Why Many People Don’t “Rebound” the Way Everyone Fears

The fear everyone has

A lot of people assume: stop Ozempic/Wegovy/Mounjaro/Zepbound → regain everything. Earlier randomized trials showed substantial regain after stopping, which fueled that worry.

What the real-world data found

A Cleveland Clinic team examined 7,938 adults in Ohio and Florida who started injectable semaglutide or tirzepatide (for obesity/overweight or type 2 diabetes) and then stopped within 3–12 months.

One year after stopping:

  • People treated for obesity regained ~0.5% on average after losing ~8.4% before stopping.

  • People treated for type 2 diabetes lost an additional ~1.3% on average after stopping.

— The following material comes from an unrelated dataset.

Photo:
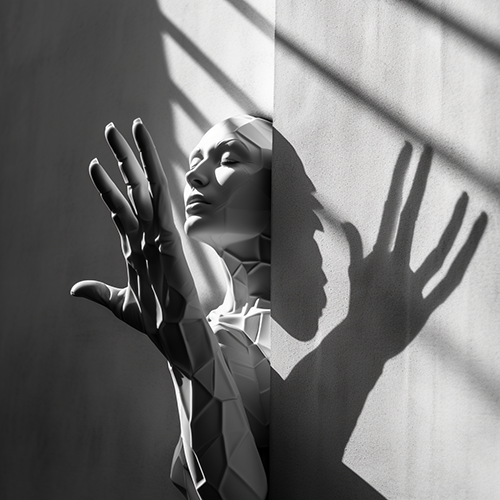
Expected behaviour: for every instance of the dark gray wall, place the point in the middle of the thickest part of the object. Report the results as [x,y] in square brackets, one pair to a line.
[87,407]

  • But variability was huge: in the obesity group, 55% gained, while 45% maintained or kept losing.

The “off-ramp” playbook

Many patients didn’t just stop and hope for the best. Within 12 months:

  • 27% switched to another medication

  • 20% restarted the original medication

  • 14% continued with lifestyle-focused visits (dietitians/exercise specialists)

So the real-world story is often: stop → adjust → continue the plan.

Who tended to regain vs maintain

If you ever change or stop a tool (meds, meal plan, routine), the win is having a “next step” ready:

  • Pick one anchor habit (protein at breakfast, 10-min walk after lunch, 3 strength sessions/week).

  • Add structure before motivation fades (a schedule beats willpower).

  • If appetite rebounds, treat it as signal, not failure—adjust food environment and stress/sleep first.

The gentle reality check

This was observational EHR data, not a randomized trial, and it reflects how people behave in real clinics (switching/restarting/support). It’s encouraging—but it’s not a guarantee for any individual.